SteamWatch Offers Forum for Displeased Customers
paniq writes "SteamWatch has opened a forum to discuss the pros and cons of Valves online distribution software Steam 'due to constant deletion of complaint threads in the official Steam forum', as the site states. Installation of Steam to play Valves newest cutting edge shooter Half-Life 2 is mandatory, but forum members criticize Valve for meager Support, violation of consumer rights and formulate alternative ideas for Steams implementation. A 'Steam Watch' news section covers articles and rants about Steam found on the net."
Last time I checked, nobody was holding a SPAS-12 to your head and forcing you to buy the product. Get your money back, don't play the game, and quit yer fucking whining.
7 November 2006: The day Americans realized corruption and incompetence weren't addressing 11 September 2001
I'm not terribly impressed with all the "poor victims" so far that have posted on the forums.
Most of them are people that tried to use an illegtimate CD key or cracks, then bought the game when they couldn't get that to work, or felt guilty enough and bought it, and then got shut out of the game.
Gee, screw someone over, then try to play nice and they don't react nicely to you? Never saw that coming...
About the only legitimate post (obviously IMO) I've read there so far covers some of the interesting legal entanglements that come from Valve's EULA for Steam. Personally, I hope EULAs are abolished, or if not, that they would come back in a much simpler form.

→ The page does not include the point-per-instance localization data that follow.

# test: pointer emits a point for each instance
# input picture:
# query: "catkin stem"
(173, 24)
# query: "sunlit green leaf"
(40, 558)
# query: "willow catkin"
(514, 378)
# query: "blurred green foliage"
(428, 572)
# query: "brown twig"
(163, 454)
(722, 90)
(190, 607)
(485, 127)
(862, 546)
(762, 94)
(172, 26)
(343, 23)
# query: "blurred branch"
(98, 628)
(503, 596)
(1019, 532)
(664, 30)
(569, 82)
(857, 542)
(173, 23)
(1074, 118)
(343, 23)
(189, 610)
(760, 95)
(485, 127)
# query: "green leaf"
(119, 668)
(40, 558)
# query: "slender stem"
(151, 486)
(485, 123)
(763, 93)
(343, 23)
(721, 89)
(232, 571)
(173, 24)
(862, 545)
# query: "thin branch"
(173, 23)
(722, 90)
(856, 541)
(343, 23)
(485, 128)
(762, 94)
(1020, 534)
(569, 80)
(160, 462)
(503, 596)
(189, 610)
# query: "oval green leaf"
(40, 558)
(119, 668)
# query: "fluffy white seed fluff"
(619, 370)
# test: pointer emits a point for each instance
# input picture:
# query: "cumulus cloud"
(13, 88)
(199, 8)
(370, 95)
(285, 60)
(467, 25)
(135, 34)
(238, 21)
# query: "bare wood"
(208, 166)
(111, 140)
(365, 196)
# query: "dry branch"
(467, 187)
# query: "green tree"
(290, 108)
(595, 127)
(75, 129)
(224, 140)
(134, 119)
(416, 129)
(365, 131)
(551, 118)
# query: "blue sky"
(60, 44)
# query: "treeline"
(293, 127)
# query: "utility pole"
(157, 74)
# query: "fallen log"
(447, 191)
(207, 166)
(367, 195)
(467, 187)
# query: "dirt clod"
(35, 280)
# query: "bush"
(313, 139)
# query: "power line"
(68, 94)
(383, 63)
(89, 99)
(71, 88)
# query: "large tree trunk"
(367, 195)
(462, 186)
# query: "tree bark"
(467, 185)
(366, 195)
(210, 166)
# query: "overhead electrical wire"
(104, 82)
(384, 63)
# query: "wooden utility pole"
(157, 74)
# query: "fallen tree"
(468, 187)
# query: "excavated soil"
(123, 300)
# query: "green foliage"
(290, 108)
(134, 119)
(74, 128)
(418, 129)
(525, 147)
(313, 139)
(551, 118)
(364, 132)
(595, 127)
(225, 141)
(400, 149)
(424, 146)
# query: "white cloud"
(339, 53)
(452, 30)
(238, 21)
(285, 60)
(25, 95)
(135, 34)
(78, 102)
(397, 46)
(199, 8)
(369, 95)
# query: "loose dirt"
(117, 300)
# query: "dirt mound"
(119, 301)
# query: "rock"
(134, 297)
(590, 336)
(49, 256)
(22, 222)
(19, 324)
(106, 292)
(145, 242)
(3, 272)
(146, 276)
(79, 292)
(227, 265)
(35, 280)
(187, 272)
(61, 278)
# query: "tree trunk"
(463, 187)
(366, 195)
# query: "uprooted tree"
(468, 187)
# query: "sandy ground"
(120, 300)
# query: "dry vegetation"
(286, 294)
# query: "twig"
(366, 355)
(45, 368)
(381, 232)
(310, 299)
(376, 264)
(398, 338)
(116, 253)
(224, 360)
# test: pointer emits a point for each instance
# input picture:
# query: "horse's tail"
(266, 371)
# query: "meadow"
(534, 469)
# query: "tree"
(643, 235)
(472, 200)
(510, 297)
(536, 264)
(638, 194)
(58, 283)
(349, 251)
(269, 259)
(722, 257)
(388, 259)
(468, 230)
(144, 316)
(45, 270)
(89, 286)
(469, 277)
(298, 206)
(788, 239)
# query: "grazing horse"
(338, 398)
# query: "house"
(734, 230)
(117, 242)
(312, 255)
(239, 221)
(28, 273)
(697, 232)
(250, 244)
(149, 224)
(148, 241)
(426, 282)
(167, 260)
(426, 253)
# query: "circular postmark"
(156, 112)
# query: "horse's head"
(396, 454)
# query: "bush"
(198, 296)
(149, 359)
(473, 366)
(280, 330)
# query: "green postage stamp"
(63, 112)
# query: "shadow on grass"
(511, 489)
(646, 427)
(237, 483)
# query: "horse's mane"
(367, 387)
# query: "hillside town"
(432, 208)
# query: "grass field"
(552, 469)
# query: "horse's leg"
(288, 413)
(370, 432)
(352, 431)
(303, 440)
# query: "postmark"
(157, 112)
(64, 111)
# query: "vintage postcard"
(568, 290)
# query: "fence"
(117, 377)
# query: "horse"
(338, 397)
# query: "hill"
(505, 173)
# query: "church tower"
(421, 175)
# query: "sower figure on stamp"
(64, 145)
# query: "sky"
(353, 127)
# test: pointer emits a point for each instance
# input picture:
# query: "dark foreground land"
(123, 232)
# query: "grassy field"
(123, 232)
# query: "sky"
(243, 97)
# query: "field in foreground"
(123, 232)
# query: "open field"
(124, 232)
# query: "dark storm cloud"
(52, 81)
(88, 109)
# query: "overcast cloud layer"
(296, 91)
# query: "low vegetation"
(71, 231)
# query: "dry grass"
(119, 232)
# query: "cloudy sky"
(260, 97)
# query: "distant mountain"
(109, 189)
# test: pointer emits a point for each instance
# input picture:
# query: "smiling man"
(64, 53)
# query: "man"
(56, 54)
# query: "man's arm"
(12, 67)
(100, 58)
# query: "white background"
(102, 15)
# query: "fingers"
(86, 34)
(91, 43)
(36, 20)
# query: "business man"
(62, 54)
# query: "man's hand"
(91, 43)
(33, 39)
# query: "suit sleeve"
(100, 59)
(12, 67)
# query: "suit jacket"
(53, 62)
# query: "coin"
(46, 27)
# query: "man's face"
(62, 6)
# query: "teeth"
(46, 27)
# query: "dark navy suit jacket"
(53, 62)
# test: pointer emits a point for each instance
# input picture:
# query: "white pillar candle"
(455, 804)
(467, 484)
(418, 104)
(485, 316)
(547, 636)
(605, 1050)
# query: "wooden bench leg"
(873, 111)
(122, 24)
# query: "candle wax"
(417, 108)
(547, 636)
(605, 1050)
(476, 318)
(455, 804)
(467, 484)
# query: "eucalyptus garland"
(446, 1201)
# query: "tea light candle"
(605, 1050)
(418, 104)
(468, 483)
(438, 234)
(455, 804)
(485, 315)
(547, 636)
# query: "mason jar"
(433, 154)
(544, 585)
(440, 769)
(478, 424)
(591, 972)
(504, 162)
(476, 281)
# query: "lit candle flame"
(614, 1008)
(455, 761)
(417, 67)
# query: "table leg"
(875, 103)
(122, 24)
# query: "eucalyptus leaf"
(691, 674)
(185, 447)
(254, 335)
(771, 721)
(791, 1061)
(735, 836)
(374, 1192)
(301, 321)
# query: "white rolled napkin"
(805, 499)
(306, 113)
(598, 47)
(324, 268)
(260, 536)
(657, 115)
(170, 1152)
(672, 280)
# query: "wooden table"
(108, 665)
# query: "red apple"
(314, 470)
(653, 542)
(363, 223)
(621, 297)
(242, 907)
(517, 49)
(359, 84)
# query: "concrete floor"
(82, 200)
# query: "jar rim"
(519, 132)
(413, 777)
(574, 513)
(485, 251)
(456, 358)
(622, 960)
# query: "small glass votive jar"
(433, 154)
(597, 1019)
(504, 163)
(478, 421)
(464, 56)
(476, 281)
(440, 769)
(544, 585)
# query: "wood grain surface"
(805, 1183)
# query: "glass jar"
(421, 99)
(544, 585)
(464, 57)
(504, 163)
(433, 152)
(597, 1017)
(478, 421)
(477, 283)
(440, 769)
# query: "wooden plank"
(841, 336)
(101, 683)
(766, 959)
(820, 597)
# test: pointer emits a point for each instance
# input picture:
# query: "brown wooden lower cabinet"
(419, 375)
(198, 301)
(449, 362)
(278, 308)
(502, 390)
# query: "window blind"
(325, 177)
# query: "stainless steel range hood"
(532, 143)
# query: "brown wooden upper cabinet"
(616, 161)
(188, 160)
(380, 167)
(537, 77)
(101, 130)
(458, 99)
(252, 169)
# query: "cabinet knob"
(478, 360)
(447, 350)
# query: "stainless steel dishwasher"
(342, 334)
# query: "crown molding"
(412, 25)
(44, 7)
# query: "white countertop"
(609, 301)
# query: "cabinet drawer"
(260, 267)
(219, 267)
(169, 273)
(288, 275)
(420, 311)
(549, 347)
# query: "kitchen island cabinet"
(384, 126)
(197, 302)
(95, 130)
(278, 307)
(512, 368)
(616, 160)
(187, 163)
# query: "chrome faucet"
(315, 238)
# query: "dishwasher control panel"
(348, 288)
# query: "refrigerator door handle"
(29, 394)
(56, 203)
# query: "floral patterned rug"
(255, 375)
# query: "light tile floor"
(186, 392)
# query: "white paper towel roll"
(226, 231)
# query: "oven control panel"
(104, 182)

I think it's absolutely ridiculous to expect anyone but a lawyer to have to read through and understand the pages and pages of legal drek that come with each new game. How can anyone in their right minds expect a person who isn't an expert in contract law to fully understand and comprehend all their rights with a EULA. Nevermind the questionable legality of EULAs to begin with. Of course one might argue that an expert in contract law already knows that EULAs can't be legally binding since they don't fulfill many of the basic qualifications of a legal contract, but since IANAL I digress...
Agreed. The open letter is a laugh. "We're not pirates, we're future customers!" Oh, you plan on buying the product later? Oh, OK, in that case go ahead and play it now. That just doesn't make sense. I've pirated software in the past, and I had no delusions of being in the right. I knew it was wrong, I was stealing plain and simple.